The lowest life expectancy for both males and females is in Africa, the A.P. reports. Males in Sierra Leone, on the continent's west coast, have an average lifespan of only 37, which is the same for females in Swaziland, in the southern part of Africa.

The United States is on the high side in average lifespan, the A.P. reports, although not a leader in either category. U.S. males reach an average age of 75 and women can be expected to live to be 80.


Son Gets Near-Fatal Infection from Father's Smallpox Vaccination

In some rare cases, getting a smallpox vaccination can cause serious consequences.

The New York Times reports the case of a 2-year-old boy who nearly died and spent almost two months in the hospital after suffering from a viral infection attributable to the smallpox vaccination his father, who was in the military, received before leaving for Iraq.

The incident occurred in March, the Times reports and occurred probably because the boy's constant exposure to his father before he left caused a condition known as eczema vaccinatum to incubate and become active.

A government investigation into the incident found that the father had suffered from the skin condition eczema as a child and should never have been given a smallpox shot, the newspaper said. Military procedures require health officials to take a full medical history of a soldier before administering vaccinations.

The son, too, suffered from eczema, and contact with his father caused him to contract eczema vaccinatum, which resulted in kidney failure and the loss of most of his skin, according to the Times. He spent seven weeks in the hospital, the newspaper reports.

Even though smallpox has officially been declared eradicated, U.S. military personnel and certain health workers get the vaccine, the Times reported. About 1.2 million vaccines were given to Americans last year, the newspaper said.


Pill That Would End Periods to Get FDA Blessing

A birth control pill that would eliminate periods completely for women is expected to be approved by the U.S. Food and Drug Administration on Tuesday, the Associated Press reported Friday.

Lybrel, which is made by Wyeth, would be the fourth oral contraceptive that doesn't mirror a woman's monthly menstrual cycle. Seasonique, an updated version of Seasonale, limits menstrual periods to four a year, the AP reported.

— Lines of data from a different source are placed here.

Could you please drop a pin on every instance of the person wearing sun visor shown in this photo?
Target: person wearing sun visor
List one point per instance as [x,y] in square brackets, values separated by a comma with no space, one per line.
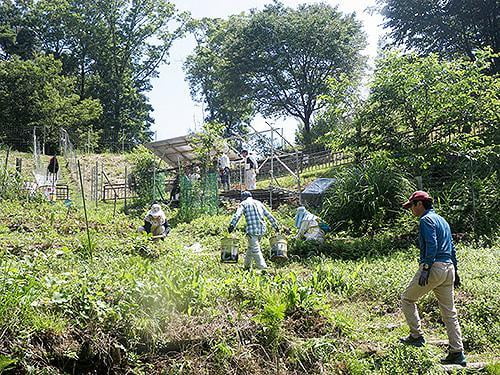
[437,272]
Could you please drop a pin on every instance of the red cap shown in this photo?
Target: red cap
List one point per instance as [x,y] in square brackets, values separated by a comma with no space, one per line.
[419,195]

Almost 50 percent of women surveyed have indicated a desire to eliminate monthly periods, and most would rather have periods less often, the wire service said.

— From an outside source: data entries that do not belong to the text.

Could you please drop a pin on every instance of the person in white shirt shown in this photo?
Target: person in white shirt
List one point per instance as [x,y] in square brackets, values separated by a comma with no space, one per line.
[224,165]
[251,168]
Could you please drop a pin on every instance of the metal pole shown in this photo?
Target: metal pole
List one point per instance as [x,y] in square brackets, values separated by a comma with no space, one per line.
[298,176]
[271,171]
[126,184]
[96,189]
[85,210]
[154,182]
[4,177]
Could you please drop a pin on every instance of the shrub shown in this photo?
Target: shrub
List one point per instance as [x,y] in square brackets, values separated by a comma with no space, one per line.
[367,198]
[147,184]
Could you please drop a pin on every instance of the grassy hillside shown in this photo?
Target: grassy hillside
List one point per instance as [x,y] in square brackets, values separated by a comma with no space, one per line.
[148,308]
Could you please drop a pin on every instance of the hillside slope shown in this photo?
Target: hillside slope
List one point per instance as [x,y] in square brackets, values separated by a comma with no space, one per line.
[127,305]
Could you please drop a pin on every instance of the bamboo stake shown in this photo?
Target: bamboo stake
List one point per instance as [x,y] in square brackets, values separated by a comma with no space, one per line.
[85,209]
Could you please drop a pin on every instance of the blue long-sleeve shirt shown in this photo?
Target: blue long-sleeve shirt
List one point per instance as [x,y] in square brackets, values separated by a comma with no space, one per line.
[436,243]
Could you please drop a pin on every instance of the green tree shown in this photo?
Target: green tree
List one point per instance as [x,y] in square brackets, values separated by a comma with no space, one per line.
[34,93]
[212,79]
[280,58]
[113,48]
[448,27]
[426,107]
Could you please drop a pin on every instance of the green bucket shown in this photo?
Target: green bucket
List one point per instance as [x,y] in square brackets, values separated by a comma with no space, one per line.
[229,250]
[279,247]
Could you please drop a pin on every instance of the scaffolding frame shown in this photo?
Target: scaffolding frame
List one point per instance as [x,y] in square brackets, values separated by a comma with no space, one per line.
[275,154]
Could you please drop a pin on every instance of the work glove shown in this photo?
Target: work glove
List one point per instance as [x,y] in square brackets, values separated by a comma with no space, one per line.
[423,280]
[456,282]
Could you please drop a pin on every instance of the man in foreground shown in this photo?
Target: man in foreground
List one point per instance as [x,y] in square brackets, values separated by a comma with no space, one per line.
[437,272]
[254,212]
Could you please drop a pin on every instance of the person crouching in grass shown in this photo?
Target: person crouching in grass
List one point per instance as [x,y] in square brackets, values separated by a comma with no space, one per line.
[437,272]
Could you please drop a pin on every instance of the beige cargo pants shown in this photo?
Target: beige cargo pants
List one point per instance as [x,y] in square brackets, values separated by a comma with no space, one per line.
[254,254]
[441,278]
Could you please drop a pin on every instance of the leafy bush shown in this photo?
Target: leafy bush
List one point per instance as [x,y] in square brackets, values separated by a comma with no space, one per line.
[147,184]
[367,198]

I think it's the beginning of it being very common," Dr. Leslie Miller, a University of Washington-Seattle obstetrician/gynecologist told the AP. "Lybrel says, 'You don't need a period.'"

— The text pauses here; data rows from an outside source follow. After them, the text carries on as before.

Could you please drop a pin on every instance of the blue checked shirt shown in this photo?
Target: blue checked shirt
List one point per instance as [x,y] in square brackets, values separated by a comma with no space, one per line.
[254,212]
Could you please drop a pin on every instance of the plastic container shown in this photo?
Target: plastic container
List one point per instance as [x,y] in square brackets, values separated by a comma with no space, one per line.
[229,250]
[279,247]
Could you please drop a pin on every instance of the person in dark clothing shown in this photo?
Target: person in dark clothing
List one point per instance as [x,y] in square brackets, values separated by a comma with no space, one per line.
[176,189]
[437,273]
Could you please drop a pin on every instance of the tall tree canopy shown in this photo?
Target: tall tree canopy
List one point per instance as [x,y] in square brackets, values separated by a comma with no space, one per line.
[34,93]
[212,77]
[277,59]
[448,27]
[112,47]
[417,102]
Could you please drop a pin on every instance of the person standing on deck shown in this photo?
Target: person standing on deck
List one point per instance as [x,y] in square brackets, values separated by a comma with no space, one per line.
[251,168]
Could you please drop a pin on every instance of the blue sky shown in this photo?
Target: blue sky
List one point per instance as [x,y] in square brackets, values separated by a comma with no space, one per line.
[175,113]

Lybrel should hit the U.S. market in July, and analysts have predicted that sales could reach $40 million this year and $235 million by 2010, the AP reported.


Boiling 'Cabbage Family' Veggies Cuts Anti-Cancer Properties

Boiling broccoli and related kinds of vegetables -- including cabbage, cauliflower and Brussels sprouts -- reduces their anti-cancer properties, according to a U.K. study in the journal Food Chemistry and Toxicology.

Researchers at the University of Warwick Medical School found that boiling these vegetables causes the loss of a substance called glucosinolate. When consumed, glucosinolate changes into another compound called isothiocyanate, which fights the effects of carcinogens and hastens their removal from the body, Agence France-Presse reported.

The study found that boiling reduced glucosinolate content by 77 percent in broccoli, 58 percent in Brussels sprouts, 75 percent in cauliflower, and 65 percent in green cabbage.

Steaming, stir-frying or microwaving had little effect on these vegetables, however, AFP reported.

There are a number of other related vegetables with anti-cancer properties, including collards, kale, horseradish, radish, watercress, boy choy, rutabaga, kohlrabi, turnips, and Chinese cabbage.